Catering equipment distributors can utilise the latest issue of the Building & Engineering Services Association’s (B&ES) ‘TR/19 Guide to Good Practice – Internal Cleanliness of Ventilation Systems’ to make end-users aware of the fire risks of poorly maintained kitchen extraction ductwork.
Many insurers now advise that, unless ventilation systems are cleaned to the standards set in TR/19, claims in the event of commercial kitchen fires may not be successful.
The updated version incorporates reference to the new British and European Standard BSEN 15780 ‘Ventilation for Buildings – Ductwork – Cleanliness of Ventilation Systems’ introduced in 2011 and, for the first time, highlights the current best practice for ensuring that kitchen extract systems are maintained to minimise the risk of fire associated with grease accumulation. TR/19 offers guidance on the fitting of efficient filtration systems such as the new generation of high-capacity filters that are capable of removing up to 94.6% of grease deposits.

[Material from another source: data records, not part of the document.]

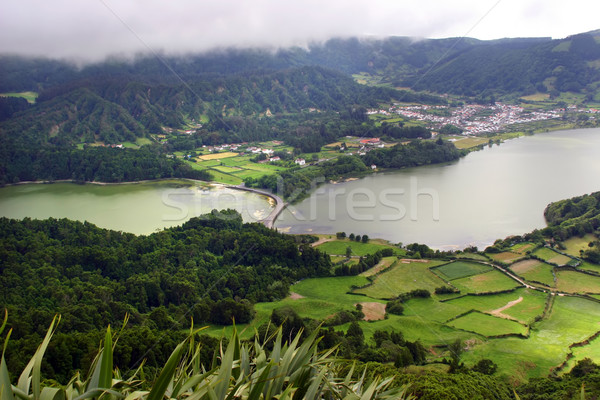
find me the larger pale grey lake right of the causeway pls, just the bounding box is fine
[275,129,600,249]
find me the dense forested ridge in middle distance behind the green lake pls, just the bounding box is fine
[0,67,404,144]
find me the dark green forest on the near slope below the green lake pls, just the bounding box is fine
[0,211,331,374]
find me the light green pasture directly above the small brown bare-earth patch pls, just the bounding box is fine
[353,261,446,299]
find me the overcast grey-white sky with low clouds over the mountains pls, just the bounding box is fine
[0,0,600,61]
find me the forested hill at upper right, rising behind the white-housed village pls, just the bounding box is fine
[404,34,600,96]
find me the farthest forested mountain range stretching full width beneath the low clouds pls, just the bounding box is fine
[0,31,600,97]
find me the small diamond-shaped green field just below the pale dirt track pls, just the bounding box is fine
[447,311,527,337]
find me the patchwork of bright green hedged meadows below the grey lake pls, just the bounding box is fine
[195,235,600,383]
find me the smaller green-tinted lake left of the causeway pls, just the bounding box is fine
[0,181,274,234]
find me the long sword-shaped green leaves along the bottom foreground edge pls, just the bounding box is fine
[0,317,414,400]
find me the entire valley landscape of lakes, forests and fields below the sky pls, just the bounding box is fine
[0,26,600,399]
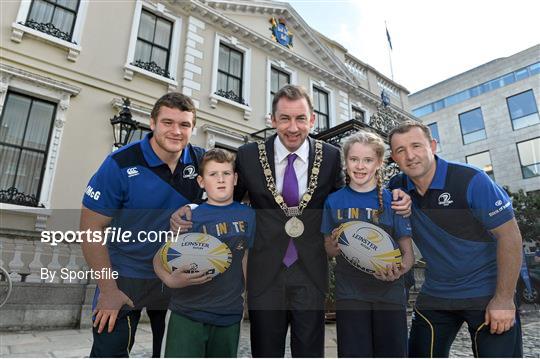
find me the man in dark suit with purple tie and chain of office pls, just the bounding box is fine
[235,85,344,357]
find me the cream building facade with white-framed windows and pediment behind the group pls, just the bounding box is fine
[0,0,412,328]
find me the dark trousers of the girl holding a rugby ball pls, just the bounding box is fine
[336,300,407,358]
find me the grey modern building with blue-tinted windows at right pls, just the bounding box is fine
[409,45,540,192]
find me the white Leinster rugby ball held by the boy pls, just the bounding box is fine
[161,233,232,277]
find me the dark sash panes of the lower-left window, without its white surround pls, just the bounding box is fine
[0,91,56,207]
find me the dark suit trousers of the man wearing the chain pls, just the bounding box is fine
[248,263,324,358]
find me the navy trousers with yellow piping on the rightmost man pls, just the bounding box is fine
[409,295,523,358]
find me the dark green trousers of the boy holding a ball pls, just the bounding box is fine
[162,311,240,358]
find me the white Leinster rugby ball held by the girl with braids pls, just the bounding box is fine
[338,221,401,274]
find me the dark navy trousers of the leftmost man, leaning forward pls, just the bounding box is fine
[90,277,169,358]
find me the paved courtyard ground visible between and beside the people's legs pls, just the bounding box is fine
[0,306,540,358]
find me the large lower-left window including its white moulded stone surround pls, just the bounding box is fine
[0,63,81,211]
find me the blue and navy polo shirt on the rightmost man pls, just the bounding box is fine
[389,156,514,299]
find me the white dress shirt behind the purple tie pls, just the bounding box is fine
[274,136,309,199]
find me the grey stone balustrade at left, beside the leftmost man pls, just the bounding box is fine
[0,229,91,331]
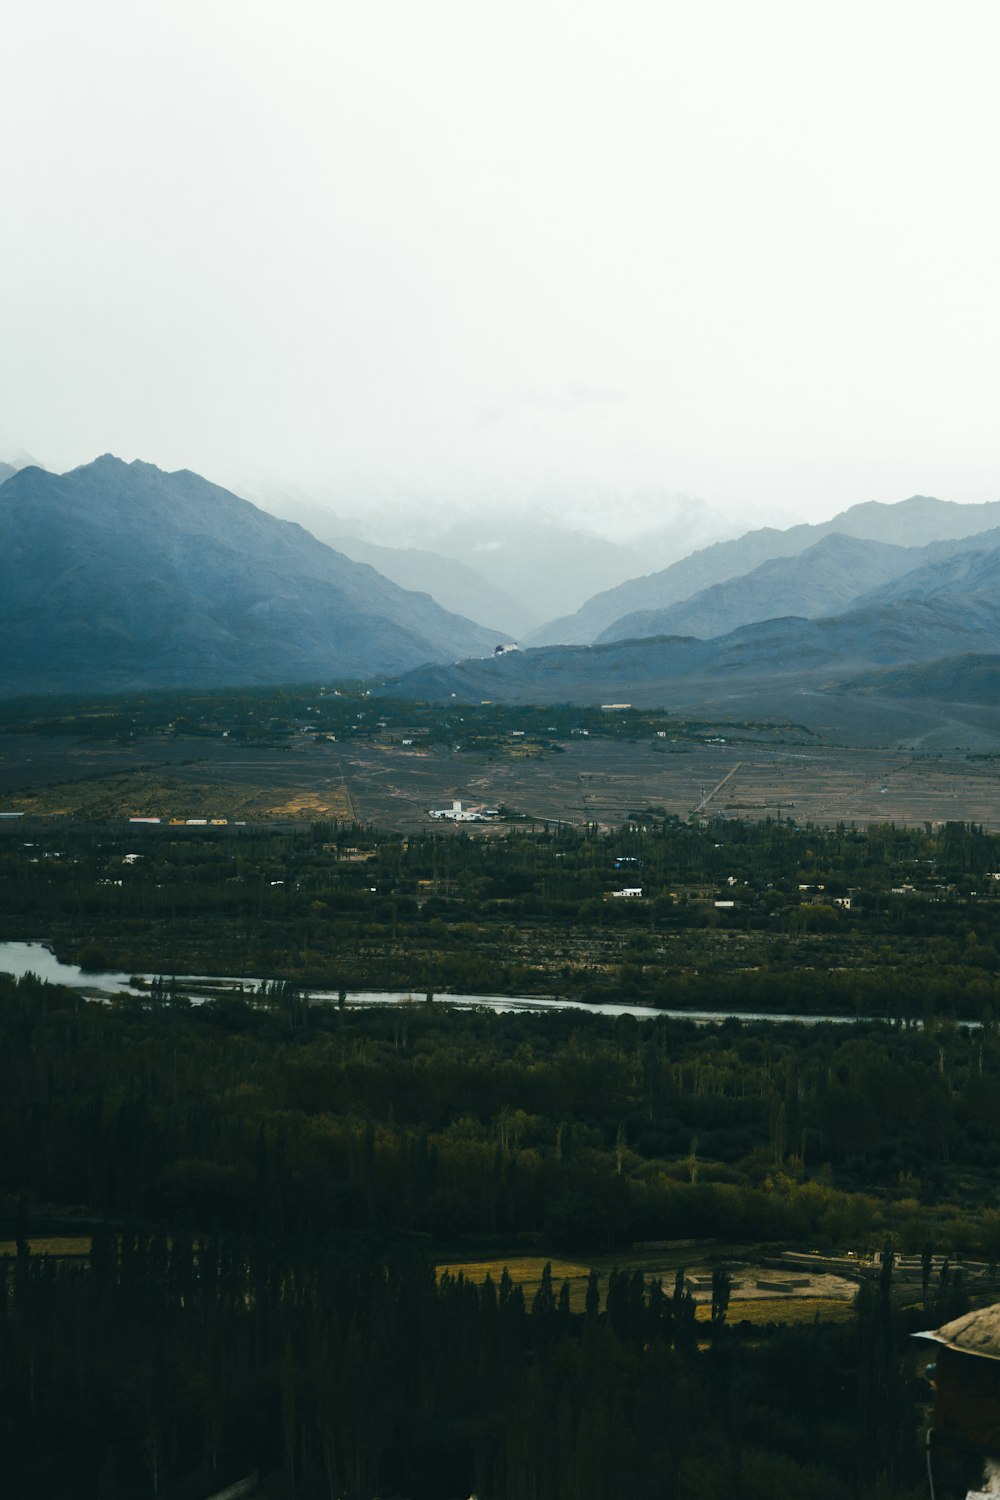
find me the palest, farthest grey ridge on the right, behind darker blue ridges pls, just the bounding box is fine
[526,495,1000,645]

Bob Towse head of technical and safety at B&ES, commented: “The updated TR/19 publication provides clarity about when and to what standard grease extract systems should be cleaned and provides a detailed explanation of the frequency of cleaning required based on the type of cooking and the hours of kitchen use.
“If there is a coating of grease inside the ductwork it will act as a highly efficient transmitter of heat and flames through the rest of the building; all it needs is an ignition source – and kitchens have plenty of those.
“A fire will often start inside the ductwork simply because the temperature becomes high enough to ignite the accumulated grease, and 90% of catering fires are intensified by ignition of grease deposits in grease extract ducting.
“As a result, many insurance providers will include caveats in their policies that can lead to claims being rejected on the grounds that the building operator has failed to maintain the ventilation system effectively – or cannot prove that they have maintenance strategies in place.”